If central bank bosses are the global economy’s supermen, falling growth and low inflation are their kryptonite. Put simply, the primary role of central banks is to maintain stable prices and stable growth by their actions in the financial markets – but getting the desired effect is proving elusive.
Europe, the US and Japan are awash in low and often negative interest rates as a direct result of the central banks having done all in their power to stimulate the economy; first by lowering policy rates since the financial crisis in 2008/09 and subsequently by cranking up the money supply and buying up government and corporate bonds.
Yet, since the financial crisis, it has been incredibly difficult for the central banks – especially in Europe and Japan – to get inflation up to the desired target of around 2%, which is estimated to be the most favourable for economic growth and stability.

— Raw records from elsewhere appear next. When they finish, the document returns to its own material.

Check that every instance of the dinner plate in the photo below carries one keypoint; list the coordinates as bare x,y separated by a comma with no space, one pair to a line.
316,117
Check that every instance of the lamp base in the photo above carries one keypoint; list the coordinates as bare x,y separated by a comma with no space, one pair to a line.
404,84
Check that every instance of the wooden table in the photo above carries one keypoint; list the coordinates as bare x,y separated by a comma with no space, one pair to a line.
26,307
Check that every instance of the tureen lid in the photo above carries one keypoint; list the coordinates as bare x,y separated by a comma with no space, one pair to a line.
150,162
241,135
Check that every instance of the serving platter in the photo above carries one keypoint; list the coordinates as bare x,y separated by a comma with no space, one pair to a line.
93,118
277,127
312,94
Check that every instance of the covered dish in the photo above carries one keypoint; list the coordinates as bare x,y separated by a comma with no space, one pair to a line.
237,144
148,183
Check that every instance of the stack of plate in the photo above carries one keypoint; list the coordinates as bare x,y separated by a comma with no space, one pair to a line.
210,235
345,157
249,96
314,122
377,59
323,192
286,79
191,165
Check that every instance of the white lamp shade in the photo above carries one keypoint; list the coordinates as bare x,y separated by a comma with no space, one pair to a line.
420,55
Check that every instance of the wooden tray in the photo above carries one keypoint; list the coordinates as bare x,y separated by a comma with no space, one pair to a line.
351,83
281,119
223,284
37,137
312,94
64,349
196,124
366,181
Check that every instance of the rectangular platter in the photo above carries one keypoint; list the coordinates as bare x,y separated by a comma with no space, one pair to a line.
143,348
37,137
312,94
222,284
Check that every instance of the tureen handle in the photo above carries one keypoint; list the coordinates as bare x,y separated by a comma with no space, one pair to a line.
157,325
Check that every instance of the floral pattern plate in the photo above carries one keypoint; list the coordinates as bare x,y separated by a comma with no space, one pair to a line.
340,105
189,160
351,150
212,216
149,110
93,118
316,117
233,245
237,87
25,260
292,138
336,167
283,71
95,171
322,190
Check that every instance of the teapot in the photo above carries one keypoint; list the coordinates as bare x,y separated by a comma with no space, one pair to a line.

Image: Lars Skovgaard Andersen, Investment Strategist, Danske Bank
What the toolboxes look like
Central banks have traditionally had two tools to adjust, steer and stabilise the economy, depending on whether it was overheating or running cold:
- Policy rate, which dictates which interest rate banks such as Danske Bank can borrow money from the central bank at. The lower the interest rate, the cheaper it is for banks to borrow and thus pass the money on to companies and consumers.
- Reserve requirement, which dictates how much liquid holdings the banks should have in order to weather economic storms. The lower the reserve requirement, the more money banks can send out into the economy in the form of corporate loans, housing loans, etc. which support growth.
However, since the financial crisis, the European Central Bank (ECB) and the US central bank (Fed) have expanded their toolboxes and carried out what we could call ‘market operations on steroids’ in the form of so-called quantitative easing (QE) on a scale the world has not seen before.
Logic of QE
Quantitative easing involves the central banks buying bonds from banks, which thereby get more money to dispense to companies, consumers, etc. – and the more money they have available, the less interest the banks will charge for lending. Since the end of 2008, the ECB and the Fed have together pumped out an amount equivalent to more than DKK 43,000bn into the economy, which in turn has sunk interest rates to levels previously unheard of.
The Japanese central bank has in fact the longest history with non-traditional monetary policy. Policy rates in Japan were already at zero by February 1999, and the central bank commenced QE in March 2001, buying up not only bonds, but also equities.